API reliability requires defensive programming. Build retry logic and fallbacks for external API calls (OpenAI, GitHub). Network issues and rate limits are inevitable, especially as your usage scales.
Prompt engineering is crucial for consistent output. Spend time crafting prompts that consistently produce the format and tone you want. Small changes in wording can dramatically affect AI output quality and consistency.
Human review is essential, even with AI generation. Having team members review PRs catches edge cases, ensures quality, and builds confidence in the automated system. The goal isn't to eliminate human oversight—it's to make it more efficient and focused.
Historical tracking and product evolution insights. Automated generation creates a consistent record of product evolution that's valuable for retrospectives, planning, and onboarding new team members.
Results and Impact
The automation has fundamentally transformed our release process and team dynamics:
Quantifiable Improvements
Dramatic time savings: Reduced release note creation from 2-3 hours of writing time to 15 minutes of review time. That's a 90% reduction in effort while improving quality and consistency.
Perfect consistency: Every release now has properly formatted, comprehensive notes. No more missed releases or inconsistent formatting across different team members.
Increased frequency: We can now generate release notes weekly, providing users with more timely updates about product improvements.
Complete coverage: Captures changes across all repositories without manual coordination, eliminating the risk of missing important updates.
Next Steps and Future Enhancements
We're continuously improving the pipeline based on team feedback and evolving needs:
Immediate Roadmap
Slack integration: Building a Slackbot to automatically share release notes with our community channels, extending the reach beyond just documentation updates.
Repository tracing: Categorize the raw commits by repository and add links so it's easy to (literally) double-click into each PR for additional context.
Future Possibilities
Multi-language support: Generating release notes in different languages for global audiences as we expand internationally.
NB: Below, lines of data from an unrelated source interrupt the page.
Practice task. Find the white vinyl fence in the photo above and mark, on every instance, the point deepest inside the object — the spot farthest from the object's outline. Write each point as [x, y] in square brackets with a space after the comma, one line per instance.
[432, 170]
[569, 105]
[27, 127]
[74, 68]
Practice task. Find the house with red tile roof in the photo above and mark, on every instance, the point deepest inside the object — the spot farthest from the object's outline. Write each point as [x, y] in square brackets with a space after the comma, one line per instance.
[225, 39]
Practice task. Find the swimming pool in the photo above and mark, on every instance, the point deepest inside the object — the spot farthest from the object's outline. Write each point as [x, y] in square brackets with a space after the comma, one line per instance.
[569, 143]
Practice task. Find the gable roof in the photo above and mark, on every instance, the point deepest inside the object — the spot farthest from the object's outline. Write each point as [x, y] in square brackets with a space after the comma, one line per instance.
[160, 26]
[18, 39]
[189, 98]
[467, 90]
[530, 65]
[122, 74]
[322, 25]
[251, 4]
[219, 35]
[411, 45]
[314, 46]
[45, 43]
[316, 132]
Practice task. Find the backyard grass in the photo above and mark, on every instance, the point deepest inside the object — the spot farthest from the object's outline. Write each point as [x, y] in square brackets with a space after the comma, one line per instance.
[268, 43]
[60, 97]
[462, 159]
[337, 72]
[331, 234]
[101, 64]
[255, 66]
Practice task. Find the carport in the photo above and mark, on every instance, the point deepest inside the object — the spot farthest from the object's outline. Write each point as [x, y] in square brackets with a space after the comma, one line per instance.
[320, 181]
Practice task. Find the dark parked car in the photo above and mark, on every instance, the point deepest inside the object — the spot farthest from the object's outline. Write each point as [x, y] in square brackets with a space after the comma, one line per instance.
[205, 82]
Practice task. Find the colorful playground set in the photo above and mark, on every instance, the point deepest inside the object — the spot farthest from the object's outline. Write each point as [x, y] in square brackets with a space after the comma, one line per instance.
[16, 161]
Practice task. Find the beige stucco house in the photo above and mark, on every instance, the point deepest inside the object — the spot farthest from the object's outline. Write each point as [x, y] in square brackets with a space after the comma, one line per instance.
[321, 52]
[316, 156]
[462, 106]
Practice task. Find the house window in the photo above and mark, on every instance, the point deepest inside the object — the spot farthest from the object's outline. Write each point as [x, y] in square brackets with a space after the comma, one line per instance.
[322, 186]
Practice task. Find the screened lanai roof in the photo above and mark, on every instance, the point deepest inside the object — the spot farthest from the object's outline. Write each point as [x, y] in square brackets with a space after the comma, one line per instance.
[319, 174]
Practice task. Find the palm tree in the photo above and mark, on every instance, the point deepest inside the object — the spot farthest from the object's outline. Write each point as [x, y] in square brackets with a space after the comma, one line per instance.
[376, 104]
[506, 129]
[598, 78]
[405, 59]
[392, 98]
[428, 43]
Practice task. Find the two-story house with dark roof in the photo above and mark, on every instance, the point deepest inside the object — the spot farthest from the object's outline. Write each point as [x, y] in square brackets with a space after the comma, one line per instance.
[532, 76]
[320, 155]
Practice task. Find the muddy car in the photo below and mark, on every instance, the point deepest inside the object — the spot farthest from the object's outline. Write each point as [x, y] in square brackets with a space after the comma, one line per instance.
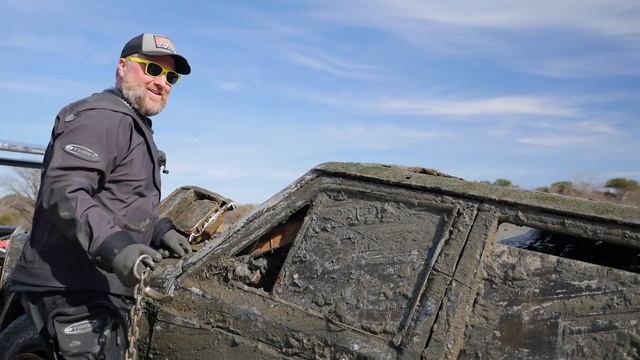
[356, 261]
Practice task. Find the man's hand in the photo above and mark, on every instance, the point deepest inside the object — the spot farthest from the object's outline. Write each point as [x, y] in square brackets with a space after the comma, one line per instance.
[124, 262]
[175, 243]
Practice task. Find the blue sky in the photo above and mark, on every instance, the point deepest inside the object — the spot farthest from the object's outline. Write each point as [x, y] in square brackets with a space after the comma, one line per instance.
[534, 92]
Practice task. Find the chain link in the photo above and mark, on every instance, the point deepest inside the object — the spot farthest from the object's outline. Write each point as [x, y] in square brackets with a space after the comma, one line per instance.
[135, 314]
Ready to automate your own release notes? Start with the requirements above and build incrementally. Begin with a single repository, get the basic workflow running, then expand to multiple repos and add advanced features. Your future self (and your team) will thank you for eliminating this manual drudgery and creating a more consistent, professional release process.
The investment in automation pays dividends immediately—not just in time saved, but in the improved quality and consistency of your user communication. In a time where software moves fast, automated release notes ensure your documentation keeps pace.